[PATCH v2] arch_topology: Trace the update thermal pressure

From: Lukasz Luba
Date: Mon Apr 25 2022 - 09:53:36 EST


Add trace event to capture the moment of the call for updating the thermal
pressure value. It's helpful to investigate how often those events occurs
in a system dealing with throttling. This trace event is needed since the
old 'cdev_update' might not be used by some drivers. Also, the new trace
event shows capacity value, not a cooling state.
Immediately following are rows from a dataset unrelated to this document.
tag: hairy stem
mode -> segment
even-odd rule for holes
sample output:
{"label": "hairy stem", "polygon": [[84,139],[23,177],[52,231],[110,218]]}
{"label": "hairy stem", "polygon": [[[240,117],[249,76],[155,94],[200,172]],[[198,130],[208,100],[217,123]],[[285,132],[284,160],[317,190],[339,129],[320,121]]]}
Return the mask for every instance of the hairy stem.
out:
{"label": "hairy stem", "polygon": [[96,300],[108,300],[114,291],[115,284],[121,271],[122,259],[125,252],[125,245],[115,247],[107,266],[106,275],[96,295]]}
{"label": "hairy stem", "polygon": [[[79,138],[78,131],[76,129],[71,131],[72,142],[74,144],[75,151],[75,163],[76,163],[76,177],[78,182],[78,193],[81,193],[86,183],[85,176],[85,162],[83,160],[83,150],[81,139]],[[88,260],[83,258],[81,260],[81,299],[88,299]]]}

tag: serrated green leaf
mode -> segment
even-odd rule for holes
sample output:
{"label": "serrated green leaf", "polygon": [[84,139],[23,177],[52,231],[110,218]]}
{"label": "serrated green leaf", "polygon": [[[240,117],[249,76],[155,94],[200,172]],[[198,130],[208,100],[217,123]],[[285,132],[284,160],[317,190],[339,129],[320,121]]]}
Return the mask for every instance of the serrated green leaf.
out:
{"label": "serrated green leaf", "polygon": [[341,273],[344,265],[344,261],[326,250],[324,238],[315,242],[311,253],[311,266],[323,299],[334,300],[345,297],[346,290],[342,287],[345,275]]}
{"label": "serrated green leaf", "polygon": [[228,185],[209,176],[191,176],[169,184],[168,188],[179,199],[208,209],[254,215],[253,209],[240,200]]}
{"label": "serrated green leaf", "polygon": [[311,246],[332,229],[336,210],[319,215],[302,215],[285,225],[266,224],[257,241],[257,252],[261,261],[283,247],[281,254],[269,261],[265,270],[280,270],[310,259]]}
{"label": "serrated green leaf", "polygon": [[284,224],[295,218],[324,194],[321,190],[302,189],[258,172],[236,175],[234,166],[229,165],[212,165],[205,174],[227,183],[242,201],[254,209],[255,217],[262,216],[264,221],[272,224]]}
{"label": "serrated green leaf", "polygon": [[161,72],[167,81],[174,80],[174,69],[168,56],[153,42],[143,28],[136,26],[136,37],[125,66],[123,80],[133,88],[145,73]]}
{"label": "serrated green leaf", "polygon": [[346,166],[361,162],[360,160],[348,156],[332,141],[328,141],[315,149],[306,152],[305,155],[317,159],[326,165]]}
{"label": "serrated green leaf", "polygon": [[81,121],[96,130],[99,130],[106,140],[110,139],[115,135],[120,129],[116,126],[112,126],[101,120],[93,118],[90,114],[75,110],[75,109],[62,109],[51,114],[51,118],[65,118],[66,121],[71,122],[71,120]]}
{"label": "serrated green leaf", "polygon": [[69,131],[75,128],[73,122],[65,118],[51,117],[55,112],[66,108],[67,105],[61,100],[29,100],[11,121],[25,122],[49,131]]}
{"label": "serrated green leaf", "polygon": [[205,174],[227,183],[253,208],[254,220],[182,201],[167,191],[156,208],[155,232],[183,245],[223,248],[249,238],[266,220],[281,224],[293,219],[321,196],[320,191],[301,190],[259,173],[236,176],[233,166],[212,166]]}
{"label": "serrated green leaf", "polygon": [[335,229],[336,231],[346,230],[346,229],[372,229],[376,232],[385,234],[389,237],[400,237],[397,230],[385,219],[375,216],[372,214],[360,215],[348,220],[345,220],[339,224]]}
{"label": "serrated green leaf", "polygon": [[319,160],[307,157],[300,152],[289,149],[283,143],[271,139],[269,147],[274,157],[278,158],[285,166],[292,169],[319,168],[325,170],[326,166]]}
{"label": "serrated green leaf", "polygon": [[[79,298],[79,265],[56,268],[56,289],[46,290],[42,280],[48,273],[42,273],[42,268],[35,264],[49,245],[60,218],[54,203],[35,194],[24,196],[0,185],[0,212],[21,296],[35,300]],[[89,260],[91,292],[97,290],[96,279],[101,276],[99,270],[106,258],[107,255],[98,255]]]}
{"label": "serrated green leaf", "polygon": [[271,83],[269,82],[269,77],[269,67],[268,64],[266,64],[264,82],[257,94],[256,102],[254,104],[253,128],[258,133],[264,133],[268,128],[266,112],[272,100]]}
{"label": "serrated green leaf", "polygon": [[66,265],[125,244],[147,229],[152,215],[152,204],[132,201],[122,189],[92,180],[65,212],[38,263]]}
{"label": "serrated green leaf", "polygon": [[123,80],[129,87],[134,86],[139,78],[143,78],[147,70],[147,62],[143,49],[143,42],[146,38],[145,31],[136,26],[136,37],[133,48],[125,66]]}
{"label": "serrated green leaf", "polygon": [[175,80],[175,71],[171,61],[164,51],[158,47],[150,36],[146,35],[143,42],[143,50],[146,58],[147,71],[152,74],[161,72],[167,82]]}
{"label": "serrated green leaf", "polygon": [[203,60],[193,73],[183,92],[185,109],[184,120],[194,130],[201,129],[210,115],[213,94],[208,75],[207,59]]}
We already have a trace point 'pelt_thermal_tp' which after a change to
trace event can be paired with this new 'thermal_pressure_update' and
derive more insight what is going on in the system under pressure
(and why).

Reported-by: kernel test robot <lkp@xxxxxxxxx>
Signed-off-by: Lukasz Luba <lukasz.luba@xxxxxxx>
---
Hi all,

This v2 solves the issue reported by build robot.
After experiments and checks I decided to not add the
EXPORT_TRACEPOINT_SYMBOL_GPL(thermal_pressure_update)
The trace event shouldn't be used by modules, since they use
the exported update function:
EXPORT_SYMBOL_GPL(topology_update_thermal_pressure)
which calls that trace event internally.
The code duplication for updating thermal pressure in a modules
is not recommended - that was the goal of introducing
topology_update_thermal_pressure().

Changes in v2:
- as suggested by Steve, I have swapped the fields
- a new trace header, so no conflicts with thermal.h
- added CREATE_TRACE_POINTS before header

The v1 and discussion can be found here at:
https://lore.kernel.org/lkml/20220419164801.29078-1-lukasz.luba@xxxxxxx/

Regards,
Lukasz

drivers/base/arch_topology.c | 5 +++++
include/trace/events/thermal_pressure.h | 29 +++++++++++++++++++++++++
2 files changed, 34 insertions(+)
create mode 100644 include/trace/events/thermal_pressure.h

diff --git a/drivers/base/arch_topology.c b/drivers/base/arch_topology.c
index 1d6636ebaac5..20bdad18dccd 100644
--- a/drivers/base/arch_topology.c
+++ b/drivers/base/arch_topology.c
@@ -19,6 +19,9 @@
#include <linux/rcupdate.h>
#include <linux/sched.h>

+#define CREATE_TRACE_POINTS
+#include <trace/events/thermal_pressure.h>
+
static DEFINE_PER_CPU(struct scale_freq_data __rcu *, sft_data);
static struct cpumask scale_freq_counters_mask;
static bool scale_freq_invariant;
@@ -195,6 +198,8 @@ void topology_update_thermal_pressure(const struct cpumask *cpus,

th_pressure = max_capacity - capacity;

+ trace_thermal_pressure_update(cpu, th_pressure);
+
for_each_cpu(cpu, cpus)
WRITE_ONCE(per_cpu(thermal_pressure, cpu), th_pressure);
}
diff --git a/include/trace/events/thermal_pressure.h b/include/trace/events/thermal_pressure.h
new file mode 100644
index 000000000000..b68680201360
--- /dev/null
+++ b/include/trace/events/thermal_pressure.h
@@ -0,0 +1,29 @@
+/* SPDX-License-Identifier: GPL-2.0 */
+#undef TRACE_SYSTEM
+#define TRACE_SYSTEM thermal_pressure
+
+#if !defined(_TRACE_THERMAL_PRESSURE_H) || defined(TRACE_HEADER_MULTI_READ)
+#define _TRACE_THERMAL_PRESSURE_H
+
+#include <linux/tracepoint.h>
+
+TRACE_EVENT(thermal_pressure_update,
+ TP_PROTO(int cpu, unsigned long thermal_pressure),
+ TP_ARGS(cpu, thermal_pressure),
+
+ TP_STRUCT__entry(
+ __field(unsigned long, thermal_pressure)
+ __field(int, cpu)
+ ),
+
+ TP_fast_assign(
+ __entry->thermal_pressure = thermal_pressure;
+ __entry->cpu = cpu;
+ ),
+
+ TP_printk("cpu=%d thermal_pressure=%lu", __entry->cpu, __entry->thermal_pressure)
+);
+#endif /* _TRACE_THERMAL_PRESSURE_H */
+
+/* This part must be outside protection */
+#include <trace/define_trace.h>
--
2.17.1